As exonerações que o governador interino, desembargador Ricardo Couto está fazendo, trocando peças-chaves na máquina do estado e exonerando o que vê como excesso, vem agradando, em muito, aos que acompanham de perto o funcionamento da máquina administrativa, mas não tanto quanto aos que orbitam em torno da “estrela” Eduardo Paes (PSD), que anda com o nariz muito mais empinado que antes, e rindo de orelha a orelha com o fato de a estrutura que beneficiaria seu potencial adversário estar ruindo.
Paes está feliz da vida com a última pesquisa de intenção de votos divulgada quinta-feira (23), apontando ele com 53% da preferência do eleitorado, o que seria um massacre sobre o segundo colocado, a prevalecer os 13,25% conferidos no levantamento ao agora presidente da Alerj, Douglas Ruas (PL), que reivindica o direito de assumir o governo até a eleição para o mandato-tampão, que pode ser direta, indireta ou até mesmo não acontecer, se os ministros do STF encontrarem um jeito de manter o interino até o pleito de outubro, o que poderia ser bom para o estado, mas ótimo para aquele que se coloca como o último biscoito do pacote.
Acompanhado desde sempre por um grupo denominado pelos adversários como “os garotos de ouro do Paes”, o hoje ex-prefeito do Rio passou a descobrir recentemente o interior do estado – montando a cavalo e ordenhando vaca -, mas se perderia se fizesse uma caminhada pela Baixada Fluminense sem um guia de uma região por ele sempre foi olhada à distância, agora percebida de grande importância por conta de seus quase três milhões de eleitores.

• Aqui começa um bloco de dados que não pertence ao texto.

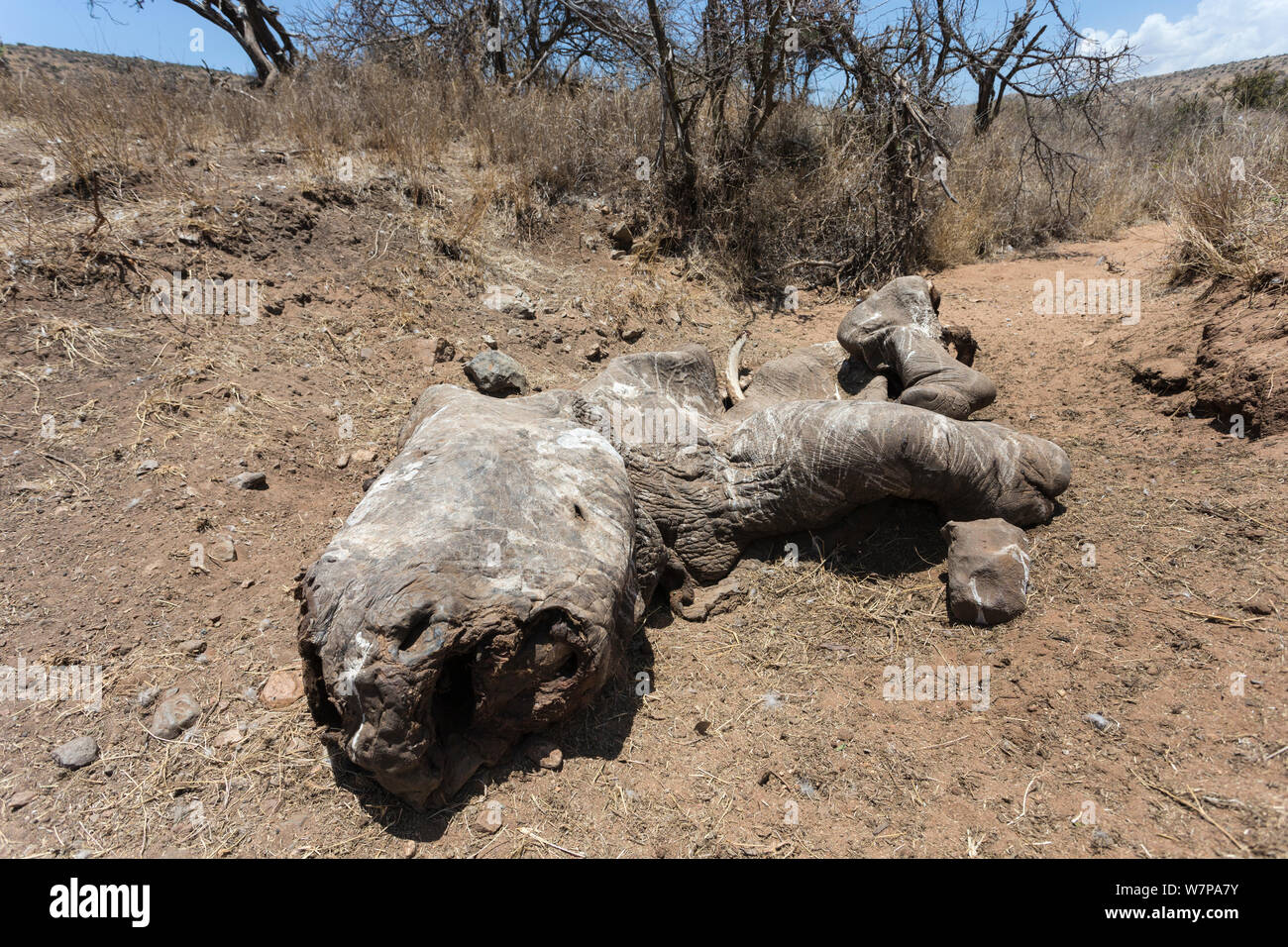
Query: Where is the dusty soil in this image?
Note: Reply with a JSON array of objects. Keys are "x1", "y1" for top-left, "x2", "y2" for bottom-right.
[{"x1": 0, "y1": 94, "x2": 1288, "y2": 857}]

De acordo com o levantamento feito pelo Instituto Paraná Pesquisas, registrado do TSE sob o número n.º RJ-04997/2026, no qual foram entrevistados 1.680 eleitores, entre os dias 21 e 23 de abril, Paes é seguido de longe por Ruas, e depois, bem depois, aparecem Wilson Witzel (3,6%), André Marinho (2,8%), Bombeiro Rafa Luz (2,1%) e Willian Siri (1%).
A pesquisa tem uma margem de erro de 2,4 pontos percentuais para mais ou para menos, nível de confiança de 95%. 15,2% declararam votar nulo ou em branco e 8,5% responderam que ainda não sabem em quem vão votar ou não opinaram.
Por agora está tudo caminhando do jeito que Paes e o PSD querem.